One of the most effective tasks job seekers can do is build their network, starting with people you know or work with (or have worked with) or even people you’ve talked to casually at conferences or on the sidelines of a sports game. 

While you can get job leads and recommendations from your network, it’s also a fantastic way to build your professional knowledge. Whether you’re swapping ideas about common challenges you’re facing or learning more about a field, your network can provide intel you won’t see elsewhere. 

In today’s post, I’m sharing an additional way that your network can help: by helping you diagnose and solve specific challenges you’re facing in your job search. 

Informational interviews are generally considered a tactic for exploring a different career, either before you decide whether to pursue it or as you’re in the process of networking and applying to jobs.

And, while that’s a great use of informational interviews, it’s also very narrow. 

Informational interviews can also be used to diagnose and solve challenges in your job search, helping you go beyond the surface level problems you’re experiencing in a job search to find game-changing perspectives you can use to make specific, strategic changes. 

For example, let’s say you’re a career pivoter struggling to tailor your resume for a specific type of job and you feel like you’re describing your current day rather than tapping into the day-to-day tasks you’ll need in a future career. Typical advice encourages you to explore the role, launching the interview with a broad question like, “what’s the rest of your day look like?” But this approach gives you general information. Instead, you can ask a more specific question that will give you language and alignments to revise bullet points you aren’t sure about: ‘When you’re doing needs assessments, what does that process look like compared to how I assess student learning gaps in my classroom?’ 

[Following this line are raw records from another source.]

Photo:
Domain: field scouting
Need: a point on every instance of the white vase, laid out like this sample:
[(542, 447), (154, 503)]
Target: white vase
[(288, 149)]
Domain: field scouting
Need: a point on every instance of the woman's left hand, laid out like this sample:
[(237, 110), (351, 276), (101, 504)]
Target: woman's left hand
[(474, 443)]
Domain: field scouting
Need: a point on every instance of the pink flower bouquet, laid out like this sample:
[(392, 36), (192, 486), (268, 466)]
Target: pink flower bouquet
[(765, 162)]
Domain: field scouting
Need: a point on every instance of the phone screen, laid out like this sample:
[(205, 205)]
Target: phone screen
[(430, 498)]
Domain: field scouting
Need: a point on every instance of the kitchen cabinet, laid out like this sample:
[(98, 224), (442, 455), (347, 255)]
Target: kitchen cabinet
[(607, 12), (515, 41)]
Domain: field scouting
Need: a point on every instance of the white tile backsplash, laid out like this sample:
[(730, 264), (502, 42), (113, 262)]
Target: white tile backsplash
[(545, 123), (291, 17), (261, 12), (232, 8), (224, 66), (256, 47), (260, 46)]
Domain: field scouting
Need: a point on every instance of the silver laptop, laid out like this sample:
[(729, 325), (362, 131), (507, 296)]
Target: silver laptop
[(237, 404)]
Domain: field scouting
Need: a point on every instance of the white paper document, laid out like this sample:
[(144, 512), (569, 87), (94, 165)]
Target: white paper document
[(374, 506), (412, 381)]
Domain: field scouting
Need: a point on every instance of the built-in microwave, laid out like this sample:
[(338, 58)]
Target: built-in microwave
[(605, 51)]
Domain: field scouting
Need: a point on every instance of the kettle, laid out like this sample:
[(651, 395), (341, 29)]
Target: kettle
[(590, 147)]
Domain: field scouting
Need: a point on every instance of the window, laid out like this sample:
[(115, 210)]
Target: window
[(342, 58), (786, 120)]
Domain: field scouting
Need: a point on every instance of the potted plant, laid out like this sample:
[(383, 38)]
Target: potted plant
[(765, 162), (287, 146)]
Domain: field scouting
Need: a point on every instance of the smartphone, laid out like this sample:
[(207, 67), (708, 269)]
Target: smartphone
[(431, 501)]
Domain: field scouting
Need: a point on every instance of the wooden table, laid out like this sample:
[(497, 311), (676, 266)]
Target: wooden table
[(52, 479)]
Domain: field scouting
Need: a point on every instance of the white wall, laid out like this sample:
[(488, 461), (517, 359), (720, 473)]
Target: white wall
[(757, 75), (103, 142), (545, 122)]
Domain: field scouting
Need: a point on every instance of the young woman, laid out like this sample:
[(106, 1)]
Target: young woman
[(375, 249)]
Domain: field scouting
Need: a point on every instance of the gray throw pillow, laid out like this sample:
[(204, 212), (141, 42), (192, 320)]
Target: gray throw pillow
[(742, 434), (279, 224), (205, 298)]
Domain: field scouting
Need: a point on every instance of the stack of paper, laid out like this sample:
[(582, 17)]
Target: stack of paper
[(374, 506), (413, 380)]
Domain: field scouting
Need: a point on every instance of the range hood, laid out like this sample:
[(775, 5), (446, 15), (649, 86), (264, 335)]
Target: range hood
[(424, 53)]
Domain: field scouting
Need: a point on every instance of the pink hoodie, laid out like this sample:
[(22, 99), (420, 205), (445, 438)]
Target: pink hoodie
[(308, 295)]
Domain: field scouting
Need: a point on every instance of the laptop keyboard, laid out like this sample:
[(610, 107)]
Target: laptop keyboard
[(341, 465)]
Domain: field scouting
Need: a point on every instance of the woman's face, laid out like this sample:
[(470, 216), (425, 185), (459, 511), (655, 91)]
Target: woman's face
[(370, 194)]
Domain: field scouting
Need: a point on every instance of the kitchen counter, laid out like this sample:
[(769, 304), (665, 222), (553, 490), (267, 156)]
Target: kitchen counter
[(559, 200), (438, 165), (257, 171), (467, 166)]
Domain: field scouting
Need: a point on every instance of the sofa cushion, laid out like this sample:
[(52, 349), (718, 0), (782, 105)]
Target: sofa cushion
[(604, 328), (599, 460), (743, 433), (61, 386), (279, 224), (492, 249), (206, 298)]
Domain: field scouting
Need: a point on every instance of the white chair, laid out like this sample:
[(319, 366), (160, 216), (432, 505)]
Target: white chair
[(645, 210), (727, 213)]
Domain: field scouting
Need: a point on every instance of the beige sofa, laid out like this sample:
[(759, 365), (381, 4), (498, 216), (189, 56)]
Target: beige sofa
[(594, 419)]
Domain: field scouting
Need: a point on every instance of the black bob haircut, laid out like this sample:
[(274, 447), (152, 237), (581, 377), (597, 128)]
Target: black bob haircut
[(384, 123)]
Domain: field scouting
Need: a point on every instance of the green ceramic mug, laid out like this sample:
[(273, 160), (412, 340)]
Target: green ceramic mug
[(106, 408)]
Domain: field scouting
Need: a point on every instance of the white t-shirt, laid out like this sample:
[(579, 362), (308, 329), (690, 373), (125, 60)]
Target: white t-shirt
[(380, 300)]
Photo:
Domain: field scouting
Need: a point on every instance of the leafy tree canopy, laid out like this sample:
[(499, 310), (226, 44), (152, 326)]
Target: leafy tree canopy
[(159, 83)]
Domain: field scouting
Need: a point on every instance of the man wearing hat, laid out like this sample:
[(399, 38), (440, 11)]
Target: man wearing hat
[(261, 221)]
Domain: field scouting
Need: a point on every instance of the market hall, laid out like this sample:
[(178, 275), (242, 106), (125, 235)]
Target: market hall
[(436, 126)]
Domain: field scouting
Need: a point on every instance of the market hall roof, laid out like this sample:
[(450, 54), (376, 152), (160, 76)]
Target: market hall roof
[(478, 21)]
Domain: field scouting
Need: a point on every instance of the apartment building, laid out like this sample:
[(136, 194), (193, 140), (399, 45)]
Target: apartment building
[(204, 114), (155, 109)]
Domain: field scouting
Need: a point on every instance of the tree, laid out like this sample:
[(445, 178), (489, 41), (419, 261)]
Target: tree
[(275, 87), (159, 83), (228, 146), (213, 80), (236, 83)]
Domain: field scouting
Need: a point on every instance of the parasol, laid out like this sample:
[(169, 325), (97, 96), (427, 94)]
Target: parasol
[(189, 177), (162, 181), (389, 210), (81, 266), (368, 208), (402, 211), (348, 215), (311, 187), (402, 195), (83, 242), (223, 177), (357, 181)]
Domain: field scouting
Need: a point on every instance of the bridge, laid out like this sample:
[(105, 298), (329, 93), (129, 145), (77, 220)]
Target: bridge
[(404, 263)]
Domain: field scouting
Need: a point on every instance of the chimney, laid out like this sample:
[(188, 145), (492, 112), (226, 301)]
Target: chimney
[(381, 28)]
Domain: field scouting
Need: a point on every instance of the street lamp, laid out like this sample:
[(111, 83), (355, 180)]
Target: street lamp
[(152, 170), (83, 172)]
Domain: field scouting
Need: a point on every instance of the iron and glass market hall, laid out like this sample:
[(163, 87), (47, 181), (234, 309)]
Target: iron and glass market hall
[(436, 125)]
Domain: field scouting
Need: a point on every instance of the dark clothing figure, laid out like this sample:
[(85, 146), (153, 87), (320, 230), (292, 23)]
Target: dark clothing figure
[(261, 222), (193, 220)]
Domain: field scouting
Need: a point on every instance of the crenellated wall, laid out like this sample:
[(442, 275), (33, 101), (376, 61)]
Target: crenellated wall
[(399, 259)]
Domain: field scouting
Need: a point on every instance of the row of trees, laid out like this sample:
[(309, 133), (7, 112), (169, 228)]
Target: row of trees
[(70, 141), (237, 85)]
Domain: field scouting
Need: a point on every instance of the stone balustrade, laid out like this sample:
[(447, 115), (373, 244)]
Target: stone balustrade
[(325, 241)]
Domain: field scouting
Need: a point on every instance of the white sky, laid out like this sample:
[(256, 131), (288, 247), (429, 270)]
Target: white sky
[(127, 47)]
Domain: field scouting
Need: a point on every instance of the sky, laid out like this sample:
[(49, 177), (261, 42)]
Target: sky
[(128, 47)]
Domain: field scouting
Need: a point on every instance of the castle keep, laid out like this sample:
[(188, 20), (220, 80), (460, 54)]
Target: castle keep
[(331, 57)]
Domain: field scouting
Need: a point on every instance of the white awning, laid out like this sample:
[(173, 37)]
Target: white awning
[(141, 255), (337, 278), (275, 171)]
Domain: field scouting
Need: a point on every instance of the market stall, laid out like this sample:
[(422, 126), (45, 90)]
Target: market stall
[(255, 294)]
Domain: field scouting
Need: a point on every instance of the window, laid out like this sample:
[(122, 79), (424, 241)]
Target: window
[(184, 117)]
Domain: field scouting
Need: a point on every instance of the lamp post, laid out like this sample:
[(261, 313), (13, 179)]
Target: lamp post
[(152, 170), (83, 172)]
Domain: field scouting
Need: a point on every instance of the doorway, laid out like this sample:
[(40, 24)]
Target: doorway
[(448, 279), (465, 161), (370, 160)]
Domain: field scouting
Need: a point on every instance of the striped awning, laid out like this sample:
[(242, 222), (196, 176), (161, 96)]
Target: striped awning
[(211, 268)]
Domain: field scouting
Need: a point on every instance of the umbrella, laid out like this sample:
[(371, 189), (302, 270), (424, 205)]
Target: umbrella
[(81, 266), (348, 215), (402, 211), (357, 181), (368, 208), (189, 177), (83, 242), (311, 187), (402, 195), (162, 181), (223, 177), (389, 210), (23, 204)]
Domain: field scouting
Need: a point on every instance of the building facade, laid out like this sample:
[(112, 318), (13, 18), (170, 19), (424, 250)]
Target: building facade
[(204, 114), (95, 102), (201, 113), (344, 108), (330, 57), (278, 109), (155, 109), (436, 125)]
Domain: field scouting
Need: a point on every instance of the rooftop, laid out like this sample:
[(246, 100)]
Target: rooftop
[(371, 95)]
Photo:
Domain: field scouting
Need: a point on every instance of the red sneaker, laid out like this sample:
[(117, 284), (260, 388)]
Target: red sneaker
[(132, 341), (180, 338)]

But what if you’re already in instructional design and struggling with interview questions about selecting various adult learning methodologies? In an informational interview, you could ask someone what their process is for choosing one methodology over another and how they prepare for pushback. As you listen to their answer, you’d evaluate how they’re answering the question you’ve been getting so often. You’ll likely realize your struggle is not with the methodologies themselves but that you need these stronger positioning statements. 

When you use informational interviews as a diagnostic tool, you’re able to get expert advice on the issues that will most likely help move the needle on your job search. You’ll come away from the interview with more than just information: you’ll be able to make a specific change to how you’re applying to jobs.